Nous nous intéresserons ici au mouvement paysan qui imposa son rythme
à la Révolution et dont l'objectif n'était pas seulement de se libérer
du régime féodal. En effet, des rapports d'un type nouveau se
développaient depuis la fin du Moyen-Âge. On pouvait voir dans les
campagnes du Royaume de France, les progrès de la concentration de la
propriété foncière par l’expropriation d’une partie grandissante de la
paysannerie de ses tenures héritables, mais aussi ceux de la
concentration de l’exploitation agricole aux mains d’une étroite couche
de fermiers capitalistes entrepreneurs de culture, qui pratiquaient la réunion des fermes
en rassemblant dans leurs mains les différents marchés de terre en
location. On voyait encore la formation d’un marché privé des
subsistances grâce à la spéculation à la hausse des prix des grains à
une époque où les céréales représentaient la base de l’alimentation du
petit peuple des villes et de l’immense population des paysans pauvres
et sans terre. Ici, le pouvoir économique transformait le besoin social
de se nourrir en arme alimentaire, ou guerre du blé, qui tuait, comme
nous le savons, sous forme de disettes factices.
La
Révolution en France fut aussi l’expression de la résistance populaire à
ces formes capitalistes désignées par l’expression précise d’économie publique tyrannique à laquelle répondirent la revendication et l’élaboration d’une économie politique populaire. Un débat exemplaire s’ouvrait ici.

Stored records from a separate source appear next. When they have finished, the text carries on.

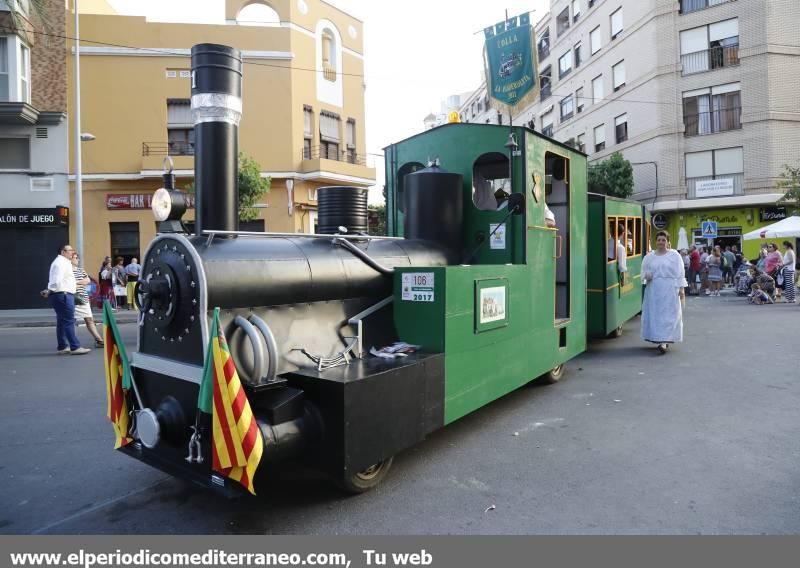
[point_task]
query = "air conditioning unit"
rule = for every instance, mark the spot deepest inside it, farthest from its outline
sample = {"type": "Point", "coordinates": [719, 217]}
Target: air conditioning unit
{"type": "Point", "coordinates": [41, 184]}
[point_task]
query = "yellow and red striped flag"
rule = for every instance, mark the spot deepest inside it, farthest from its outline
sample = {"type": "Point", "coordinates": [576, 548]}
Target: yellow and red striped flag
{"type": "Point", "coordinates": [236, 444]}
{"type": "Point", "coordinates": [118, 378]}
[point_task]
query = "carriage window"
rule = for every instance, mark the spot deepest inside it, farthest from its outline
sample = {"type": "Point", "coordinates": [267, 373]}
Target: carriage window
{"type": "Point", "coordinates": [491, 184]}
{"type": "Point", "coordinates": [404, 170]}
{"type": "Point", "coordinates": [612, 238]}
{"type": "Point", "coordinates": [630, 236]}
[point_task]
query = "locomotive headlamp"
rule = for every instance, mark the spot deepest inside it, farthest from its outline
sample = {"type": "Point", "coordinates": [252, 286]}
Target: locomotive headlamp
{"type": "Point", "coordinates": [168, 204]}
{"type": "Point", "coordinates": [161, 204]}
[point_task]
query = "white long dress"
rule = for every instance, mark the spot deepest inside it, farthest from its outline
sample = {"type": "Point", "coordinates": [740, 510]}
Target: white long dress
{"type": "Point", "coordinates": [662, 321]}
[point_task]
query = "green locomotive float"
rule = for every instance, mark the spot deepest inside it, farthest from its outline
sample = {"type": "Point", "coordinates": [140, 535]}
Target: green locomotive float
{"type": "Point", "coordinates": [493, 240]}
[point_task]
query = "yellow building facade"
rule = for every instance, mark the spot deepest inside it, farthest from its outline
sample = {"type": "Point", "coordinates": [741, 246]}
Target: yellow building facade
{"type": "Point", "coordinates": [302, 121]}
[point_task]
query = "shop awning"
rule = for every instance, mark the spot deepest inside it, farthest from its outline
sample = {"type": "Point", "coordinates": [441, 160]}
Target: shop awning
{"type": "Point", "coordinates": [789, 227]}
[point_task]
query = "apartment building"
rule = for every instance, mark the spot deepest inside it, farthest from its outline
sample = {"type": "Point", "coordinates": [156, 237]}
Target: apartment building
{"type": "Point", "coordinates": [303, 112]}
{"type": "Point", "coordinates": [34, 198]}
{"type": "Point", "coordinates": [700, 95]}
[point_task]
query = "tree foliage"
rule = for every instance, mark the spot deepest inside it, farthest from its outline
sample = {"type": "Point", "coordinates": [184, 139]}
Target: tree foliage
{"type": "Point", "coordinates": [252, 187]}
{"type": "Point", "coordinates": [377, 220]}
{"type": "Point", "coordinates": [790, 185]}
{"type": "Point", "coordinates": [613, 176]}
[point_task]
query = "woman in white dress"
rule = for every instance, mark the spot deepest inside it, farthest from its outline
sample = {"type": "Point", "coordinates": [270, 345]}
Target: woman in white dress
{"type": "Point", "coordinates": [662, 320]}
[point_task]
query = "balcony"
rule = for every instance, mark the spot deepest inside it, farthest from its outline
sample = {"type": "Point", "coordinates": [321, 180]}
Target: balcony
{"type": "Point", "coordinates": [722, 185]}
{"type": "Point", "coordinates": [720, 120]}
{"type": "Point", "coordinates": [710, 59]}
{"type": "Point", "coordinates": [544, 51]}
{"type": "Point", "coordinates": [688, 6]}
{"type": "Point", "coordinates": [329, 163]}
{"type": "Point", "coordinates": [329, 73]}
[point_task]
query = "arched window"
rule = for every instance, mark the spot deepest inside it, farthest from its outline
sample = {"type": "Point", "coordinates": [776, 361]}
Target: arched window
{"type": "Point", "coordinates": [258, 14]}
{"type": "Point", "coordinates": [491, 184]}
{"type": "Point", "coordinates": [328, 55]}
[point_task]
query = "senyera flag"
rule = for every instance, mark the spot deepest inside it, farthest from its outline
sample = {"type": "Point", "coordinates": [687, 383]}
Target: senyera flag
{"type": "Point", "coordinates": [236, 444]}
{"type": "Point", "coordinates": [118, 378]}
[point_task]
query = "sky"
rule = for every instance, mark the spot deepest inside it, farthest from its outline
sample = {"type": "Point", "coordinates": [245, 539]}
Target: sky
{"type": "Point", "coordinates": [416, 53]}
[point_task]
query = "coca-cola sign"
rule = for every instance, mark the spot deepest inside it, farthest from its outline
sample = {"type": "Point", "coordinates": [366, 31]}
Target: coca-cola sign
{"type": "Point", "coordinates": [136, 201]}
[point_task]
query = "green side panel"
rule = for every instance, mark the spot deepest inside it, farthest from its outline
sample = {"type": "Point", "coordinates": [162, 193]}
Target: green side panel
{"type": "Point", "coordinates": [619, 303]}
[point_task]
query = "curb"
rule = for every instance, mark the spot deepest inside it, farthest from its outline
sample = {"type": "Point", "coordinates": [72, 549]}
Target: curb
{"type": "Point", "coordinates": [49, 323]}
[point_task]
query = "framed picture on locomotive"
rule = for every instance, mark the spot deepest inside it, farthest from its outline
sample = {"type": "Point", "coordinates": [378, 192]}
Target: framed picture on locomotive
{"type": "Point", "coordinates": [254, 348]}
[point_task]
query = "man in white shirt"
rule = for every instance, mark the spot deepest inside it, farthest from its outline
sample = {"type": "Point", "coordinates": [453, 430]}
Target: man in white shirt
{"type": "Point", "coordinates": [62, 288]}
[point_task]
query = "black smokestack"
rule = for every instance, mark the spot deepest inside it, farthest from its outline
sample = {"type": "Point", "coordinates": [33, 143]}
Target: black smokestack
{"type": "Point", "coordinates": [216, 110]}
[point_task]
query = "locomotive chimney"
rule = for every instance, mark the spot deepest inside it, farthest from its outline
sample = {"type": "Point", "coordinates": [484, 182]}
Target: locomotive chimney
{"type": "Point", "coordinates": [216, 110]}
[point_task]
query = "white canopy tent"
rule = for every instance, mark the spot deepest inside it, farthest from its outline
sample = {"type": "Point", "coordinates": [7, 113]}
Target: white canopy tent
{"type": "Point", "coordinates": [789, 227]}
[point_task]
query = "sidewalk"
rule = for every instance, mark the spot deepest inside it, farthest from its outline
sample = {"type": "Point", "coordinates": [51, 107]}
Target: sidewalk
{"type": "Point", "coordinates": [46, 317]}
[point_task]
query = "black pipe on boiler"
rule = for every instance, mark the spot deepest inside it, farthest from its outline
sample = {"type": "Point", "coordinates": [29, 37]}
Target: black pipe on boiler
{"type": "Point", "coordinates": [216, 110]}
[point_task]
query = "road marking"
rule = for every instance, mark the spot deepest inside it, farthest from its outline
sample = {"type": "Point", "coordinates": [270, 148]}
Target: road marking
{"type": "Point", "coordinates": [101, 505]}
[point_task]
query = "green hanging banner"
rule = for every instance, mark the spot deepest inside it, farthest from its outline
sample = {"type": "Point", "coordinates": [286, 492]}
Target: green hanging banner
{"type": "Point", "coordinates": [511, 64]}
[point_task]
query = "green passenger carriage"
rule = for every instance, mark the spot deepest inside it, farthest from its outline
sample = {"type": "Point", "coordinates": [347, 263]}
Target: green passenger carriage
{"type": "Point", "coordinates": [618, 238]}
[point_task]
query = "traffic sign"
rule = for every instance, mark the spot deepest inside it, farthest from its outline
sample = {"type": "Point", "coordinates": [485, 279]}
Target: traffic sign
{"type": "Point", "coordinates": [709, 229]}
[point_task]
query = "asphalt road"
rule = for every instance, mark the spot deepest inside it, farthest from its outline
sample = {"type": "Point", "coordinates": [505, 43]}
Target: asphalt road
{"type": "Point", "coordinates": [703, 440]}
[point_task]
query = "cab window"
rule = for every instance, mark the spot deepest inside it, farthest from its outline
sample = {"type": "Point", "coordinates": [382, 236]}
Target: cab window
{"type": "Point", "coordinates": [491, 184]}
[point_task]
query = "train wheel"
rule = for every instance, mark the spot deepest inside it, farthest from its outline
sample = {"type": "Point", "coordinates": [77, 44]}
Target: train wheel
{"type": "Point", "coordinates": [365, 480]}
{"type": "Point", "coordinates": [553, 375]}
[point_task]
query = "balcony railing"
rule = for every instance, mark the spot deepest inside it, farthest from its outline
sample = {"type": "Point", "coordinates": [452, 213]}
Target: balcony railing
{"type": "Point", "coordinates": [719, 120]}
{"type": "Point", "coordinates": [709, 59]}
{"type": "Point", "coordinates": [720, 189]}
{"type": "Point", "coordinates": [167, 148]}
{"type": "Point", "coordinates": [348, 156]}
{"type": "Point", "coordinates": [329, 73]}
{"type": "Point", "coordinates": [695, 5]}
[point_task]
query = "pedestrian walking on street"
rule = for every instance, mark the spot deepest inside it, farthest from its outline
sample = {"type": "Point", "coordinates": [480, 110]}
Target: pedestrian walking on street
{"type": "Point", "coordinates": [120, 282]}
{"type": "Point", "coordinates": [695, 266]}
{"type": "Point", "coordinates": [714, 272]}
{"type": "Point", "coordinates": [662, 317]}
{"type": "Point", "coordinates": [106, 282]}
{"type": "Point", "coordinates": [83, 310]}
{"type": "Point", "coordinates": [729, 260]}
{"type": "Point", "coordinates": [61, 288]}
{"type": "Point", "coordinates": [789, 260]}
{"type": "Point", "coordinates": [772, 266]}
{"type": "Point", "coordinates": [132, 272]}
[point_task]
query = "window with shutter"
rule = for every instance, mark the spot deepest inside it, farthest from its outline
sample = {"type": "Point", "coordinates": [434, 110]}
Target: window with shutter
{"type": "Point", "coordinates": [616, 23]}
{"type": "Point", "coordinates": [618, 73]}
{"type": "Point", "coordinates": [599, 138]}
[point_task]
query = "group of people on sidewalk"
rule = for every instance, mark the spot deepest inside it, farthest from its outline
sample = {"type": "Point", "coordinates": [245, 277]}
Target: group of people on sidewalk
{"type": "Point", "coordinates": [670, 275]}
{"type": "Point", "coordinates": [68, 294]}
{"type": "Point", "coordinates": [117, 282]}
{"type": "Point", "coordinates": [706, 272]}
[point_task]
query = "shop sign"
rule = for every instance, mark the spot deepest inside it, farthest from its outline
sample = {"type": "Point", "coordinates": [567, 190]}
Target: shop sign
{"type": "Point", "coordinates": [713, 187]}
{"type": "Point", "coordinates": [37, 217]}
{"type": "Point", "coordinates": [772, 213]}
{"type": "Point", "coordinates": [136, 201]}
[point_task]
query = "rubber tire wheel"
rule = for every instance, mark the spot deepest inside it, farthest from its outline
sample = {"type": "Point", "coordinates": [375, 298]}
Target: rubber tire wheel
{"type": "Point", "coordinates": [363, 481]}
{"type": "Point", "coordinates": [553, 375]}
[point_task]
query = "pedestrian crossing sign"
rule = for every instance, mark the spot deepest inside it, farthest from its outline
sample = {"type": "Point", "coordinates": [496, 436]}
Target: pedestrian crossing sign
{"type": "Point", "coordinates": [709, 229]}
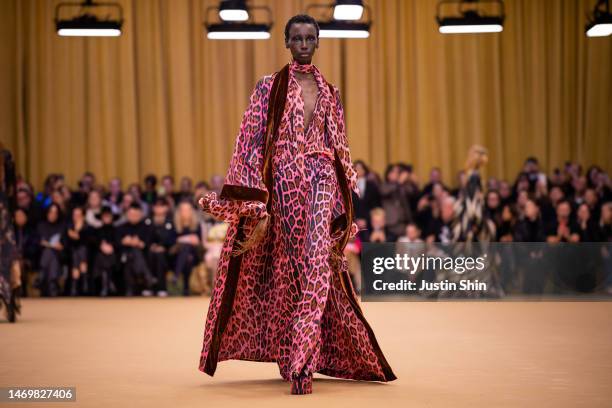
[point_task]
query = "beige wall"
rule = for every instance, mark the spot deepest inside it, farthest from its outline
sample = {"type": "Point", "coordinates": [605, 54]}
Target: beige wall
{"type": "Point", "coordinates": [162, 98]}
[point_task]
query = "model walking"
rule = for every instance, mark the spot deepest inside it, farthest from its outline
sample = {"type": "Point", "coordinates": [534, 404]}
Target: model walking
{"type": "Point", "coordinates": [283, 291]}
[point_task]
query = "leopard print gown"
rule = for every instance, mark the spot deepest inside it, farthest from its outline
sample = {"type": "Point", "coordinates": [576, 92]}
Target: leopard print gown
{"type": "Point", "coordinates": [291, 307]}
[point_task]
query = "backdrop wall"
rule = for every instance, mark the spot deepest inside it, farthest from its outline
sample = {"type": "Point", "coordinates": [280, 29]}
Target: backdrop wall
{"type": "Point", "coordinates": [164, 99]}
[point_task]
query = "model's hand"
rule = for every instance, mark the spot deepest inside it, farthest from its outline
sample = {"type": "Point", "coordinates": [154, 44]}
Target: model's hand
{"type": "Point", "coordinates": [253, 209]}
{"type": "Point", "coordinates": [225, 210]}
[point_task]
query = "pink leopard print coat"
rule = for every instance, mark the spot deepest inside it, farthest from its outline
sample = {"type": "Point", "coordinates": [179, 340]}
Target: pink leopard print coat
{"type": "Point", "coordinates": [289, 299]}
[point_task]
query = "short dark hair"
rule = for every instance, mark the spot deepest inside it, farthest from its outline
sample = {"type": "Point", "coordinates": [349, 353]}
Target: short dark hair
{"type": "Point", "coordinates": [300, 18]}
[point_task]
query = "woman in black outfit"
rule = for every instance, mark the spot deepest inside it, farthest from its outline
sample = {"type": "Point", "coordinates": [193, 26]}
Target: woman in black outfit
{"type": "Point", "coordinates": [77, 236]}
{"type": "Point", "coordinates": [52, 243]}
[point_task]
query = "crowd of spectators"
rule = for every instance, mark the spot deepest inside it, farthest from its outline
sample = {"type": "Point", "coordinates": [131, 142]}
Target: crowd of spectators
{"type": "Point", "coordinates": [106, 240]}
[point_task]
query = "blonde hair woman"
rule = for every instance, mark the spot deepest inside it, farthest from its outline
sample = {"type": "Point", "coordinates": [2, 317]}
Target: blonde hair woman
{"type": "Point", "coordinates": [188, 248]}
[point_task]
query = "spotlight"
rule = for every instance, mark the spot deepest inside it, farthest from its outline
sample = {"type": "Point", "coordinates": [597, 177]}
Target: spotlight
{"type": "Point", "coordinates": [600, 24]}
{"type": "Point", "coordinates": [347, 20]}
{"type": "Point", "coordinates": [228, 29]}
{"type": "Point", "coordinates": [87, 24]}
{"type": "Point", "coordinates": [233, 10]}
{"type": "Point", "coordinates": [470, 20]}
{"type": "Point", "coordinates": [224, 31]}
{"type": "Point", "coordinates": [338, 29]}
{"type": "Point", "coordinates": [348, 9]}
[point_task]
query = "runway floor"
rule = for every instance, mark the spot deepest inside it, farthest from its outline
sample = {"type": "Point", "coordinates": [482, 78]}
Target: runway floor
{"type": "Point", "coordinates": [137, 352]}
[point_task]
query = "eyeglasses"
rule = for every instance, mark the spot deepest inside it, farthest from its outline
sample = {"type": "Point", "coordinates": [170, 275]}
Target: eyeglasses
{"type": "Point", "coordinates": [298, 39]}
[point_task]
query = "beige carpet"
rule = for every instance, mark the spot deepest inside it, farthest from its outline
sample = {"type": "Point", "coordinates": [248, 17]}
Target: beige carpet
{"type": "Point", "coordinates": [144, 353]}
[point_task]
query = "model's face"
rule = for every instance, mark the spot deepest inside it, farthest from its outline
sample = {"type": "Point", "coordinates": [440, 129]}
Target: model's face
{"type": "Point", "coordinates": [302, 42]}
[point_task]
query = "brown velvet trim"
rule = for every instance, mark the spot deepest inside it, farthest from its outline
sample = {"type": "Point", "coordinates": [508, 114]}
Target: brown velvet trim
{"type": "Point", "coordinates": [348, 202]}
{"type": "Point", "coordinates": [347, 286]}
{"type": "Point", "coordinates": [345, 223]}
{"type": "Point", "coordinates": [226, 306]}
{"type": "Point", "coordinates": [233, 192]}
{"type": "Point", "coordinates": [276, 108]}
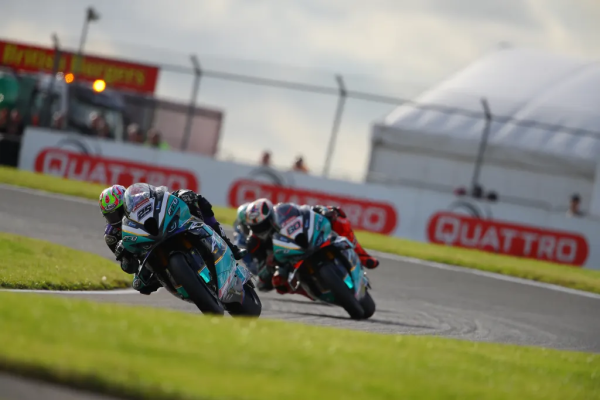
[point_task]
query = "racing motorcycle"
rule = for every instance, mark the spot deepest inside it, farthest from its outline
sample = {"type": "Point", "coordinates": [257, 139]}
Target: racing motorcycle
{"type": "Point", "coordinates": [240, 239]}
{"type": "Point", "coordinates": [324, 263]}
{"type": "Point", "coordinates": [190, 260]}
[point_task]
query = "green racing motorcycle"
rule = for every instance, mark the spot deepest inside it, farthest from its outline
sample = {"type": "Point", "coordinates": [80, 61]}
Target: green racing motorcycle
{"type": "Point", "coordinates": [323, 263]}
{"type": "Point", "coordinates": [189, 259]}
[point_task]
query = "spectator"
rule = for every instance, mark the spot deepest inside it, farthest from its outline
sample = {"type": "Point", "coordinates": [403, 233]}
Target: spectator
{"type": "Point", "coordinates": [155, 140]}
{"type": "Point", "coordinates": [299, 165]}
{"type": "Point", "coordinates": [99, 126]}
{"type": "Point", "coordinates": [58, 120]}
{"type": "Point", "coordinates": [134, 134]}
{"type": "Point", "coordinates": [3, 120]}
{"type": "Point", "coordinates": [574, 210]}
{"type": "Point", "coordinates": [460, 191]}
{"type": "Point", "coordinates": [492, 197]}
{"type": "Point", "coordinates": [477, 192]}
{"type": "Point", "coordinates": [266, 159]}
{"type": "Point", "coordinates": [15, 124]}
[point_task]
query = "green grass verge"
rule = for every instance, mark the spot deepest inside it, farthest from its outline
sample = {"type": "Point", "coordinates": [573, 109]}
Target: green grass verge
{"type": "Point", "coordinates": [576, 278]}
{"type": "Point", "coordinates": [160, 354]}
{"type": "Point", "coordinates": [36, 264]}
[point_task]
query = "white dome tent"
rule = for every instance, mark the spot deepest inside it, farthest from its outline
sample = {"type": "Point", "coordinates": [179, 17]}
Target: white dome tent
{"type": "Point", "coordinates": [432, 143]}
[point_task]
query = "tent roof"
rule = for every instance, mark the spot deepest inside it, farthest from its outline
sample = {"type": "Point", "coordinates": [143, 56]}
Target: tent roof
{"type": "Point", "coordinates": [527, 85]}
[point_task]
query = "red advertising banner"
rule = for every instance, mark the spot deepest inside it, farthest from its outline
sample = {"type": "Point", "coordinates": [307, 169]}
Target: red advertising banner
{"type": "Point", "coordinates": [507, 238]}
{"type": "Point", "coordinates": [110, 171]}
{"type": "Point", "coordinates": [117, 74]}
{"type": "Point", "coordinates": [364, 214]}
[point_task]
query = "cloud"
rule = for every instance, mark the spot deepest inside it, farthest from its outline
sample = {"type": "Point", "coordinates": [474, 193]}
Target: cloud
{"type": "Point", "coordinates": [381, 45]}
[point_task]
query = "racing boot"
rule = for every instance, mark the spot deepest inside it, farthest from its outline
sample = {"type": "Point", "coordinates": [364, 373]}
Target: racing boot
{"type": "Point", "coordinates": [343, 228]}
{"type": "Point", "coordinates": [281, 284]}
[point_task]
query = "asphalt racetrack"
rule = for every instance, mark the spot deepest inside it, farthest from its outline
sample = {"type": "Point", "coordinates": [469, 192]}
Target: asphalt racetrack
{"type": "Point", "coordinates": [411, 297]}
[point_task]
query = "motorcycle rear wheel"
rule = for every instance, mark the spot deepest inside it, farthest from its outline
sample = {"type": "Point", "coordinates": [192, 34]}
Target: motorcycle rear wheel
{"type": "Point", "coordinates": [342, 293]}
{"type": "Point", "coordinates": [368, 305]}
{"type": "Point", "coordinates": [195, 287]}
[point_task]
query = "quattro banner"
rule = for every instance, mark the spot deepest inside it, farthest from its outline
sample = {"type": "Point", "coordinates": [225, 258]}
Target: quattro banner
{"type": "Point", "coordinates": [416, 214]}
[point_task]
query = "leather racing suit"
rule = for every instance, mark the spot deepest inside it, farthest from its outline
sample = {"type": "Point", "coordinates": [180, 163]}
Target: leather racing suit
{"type": "Point", "coordinates": [262, 250]}
{"type": "Point", "coordinates": [144, 280]}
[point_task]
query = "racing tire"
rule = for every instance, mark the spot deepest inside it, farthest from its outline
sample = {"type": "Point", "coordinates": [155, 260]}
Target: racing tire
{"type": "Point", "coordinates": [195, 287]}
{"type": "Point", "coordinates": [342, 293]}
{"type": "Point", "coordinates": [368, 305]}
{"type": "Point", "coordinates": [251, 306]}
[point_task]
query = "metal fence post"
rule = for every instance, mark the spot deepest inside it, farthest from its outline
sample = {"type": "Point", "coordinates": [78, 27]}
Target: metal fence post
{"type": "Point", "coordinates": [336, 123]}
{"type": "Point", "coordinates": [482, 144]}
{"type": "Point", "coordinates": [46, 119]}
{"type": "Point", "coordinates": [192, 107]}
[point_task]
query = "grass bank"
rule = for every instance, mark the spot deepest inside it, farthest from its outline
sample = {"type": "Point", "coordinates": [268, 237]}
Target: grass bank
{"type": "Point", "coordinates": [576, 278]}
{"type": "Point", "coordinates": [124, 350]}
{"type": "Point", "coordinates": [36, 264]}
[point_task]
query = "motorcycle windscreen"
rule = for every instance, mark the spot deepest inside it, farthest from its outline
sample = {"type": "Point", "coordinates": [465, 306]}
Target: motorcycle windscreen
{"type": "Point", "coordinates": [137, 201]}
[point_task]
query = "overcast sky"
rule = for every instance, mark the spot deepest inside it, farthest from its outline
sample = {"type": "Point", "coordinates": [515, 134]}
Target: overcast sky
{"type": "Point", "coordinates": [395, 47]}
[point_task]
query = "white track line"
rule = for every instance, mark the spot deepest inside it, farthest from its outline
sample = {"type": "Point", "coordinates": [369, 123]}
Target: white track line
{"type": "Point", "coordinates": [387, 256]}
{"type": "Point", "coordinates": [88, 292]}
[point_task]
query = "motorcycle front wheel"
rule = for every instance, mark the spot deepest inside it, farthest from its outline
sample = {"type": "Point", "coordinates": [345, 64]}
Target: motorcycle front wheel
{"type": "Point", "coordinates": [195, 287]}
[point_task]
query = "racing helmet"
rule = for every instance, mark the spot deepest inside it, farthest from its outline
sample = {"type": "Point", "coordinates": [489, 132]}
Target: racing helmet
{"type": "Point", "coordinates": [260, 217]}
{"type": "Point", "coordinates": [112, 204]}
{"type": "Point", "coordinates": [241, 213]}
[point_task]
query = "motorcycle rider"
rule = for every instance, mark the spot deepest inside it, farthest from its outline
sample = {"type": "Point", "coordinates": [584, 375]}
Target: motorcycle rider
{"type": "Point", "coordinates": [112, 206]}
{"type": "Point", "coordinates": [259, 217]}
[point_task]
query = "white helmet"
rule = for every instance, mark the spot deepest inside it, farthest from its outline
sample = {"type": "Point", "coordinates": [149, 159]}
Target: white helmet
{"type": "Point", "coordinates": [260, 217]}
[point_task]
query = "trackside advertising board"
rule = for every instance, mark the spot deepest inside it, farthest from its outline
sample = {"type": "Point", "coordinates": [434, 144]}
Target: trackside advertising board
{"type": "Point", "coordinates": [417, 214]}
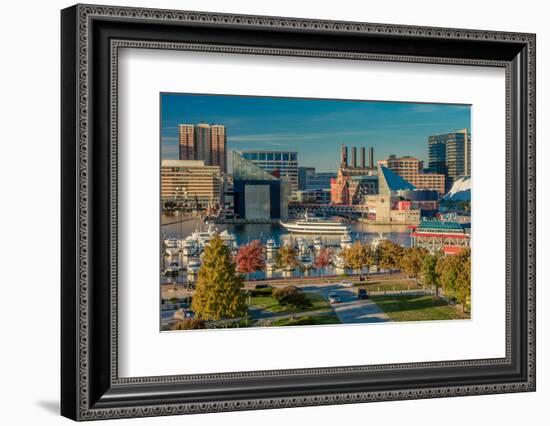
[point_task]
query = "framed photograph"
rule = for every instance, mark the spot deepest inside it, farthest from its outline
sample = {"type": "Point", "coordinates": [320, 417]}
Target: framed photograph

La Révolution en France fut aussi une expérience politique éclairée
par les principes philosophiques de la Déclaration des droits de l’homme
et du citoyen, et caractérisée par l’immense tâche de la construction
de la souveraineté populaire, de l’élargissement d’un espace public
démocratique, de la construction d’un pouvoir législatif suprême et
d’une citoyenneté participant effectivement à l’élaboration des lois,
toutes choses auxquelles la paysannerie participa pleinement, avec ses
traditions spécifiques de droit des habitants qui organisait la vie des communautés villageoises.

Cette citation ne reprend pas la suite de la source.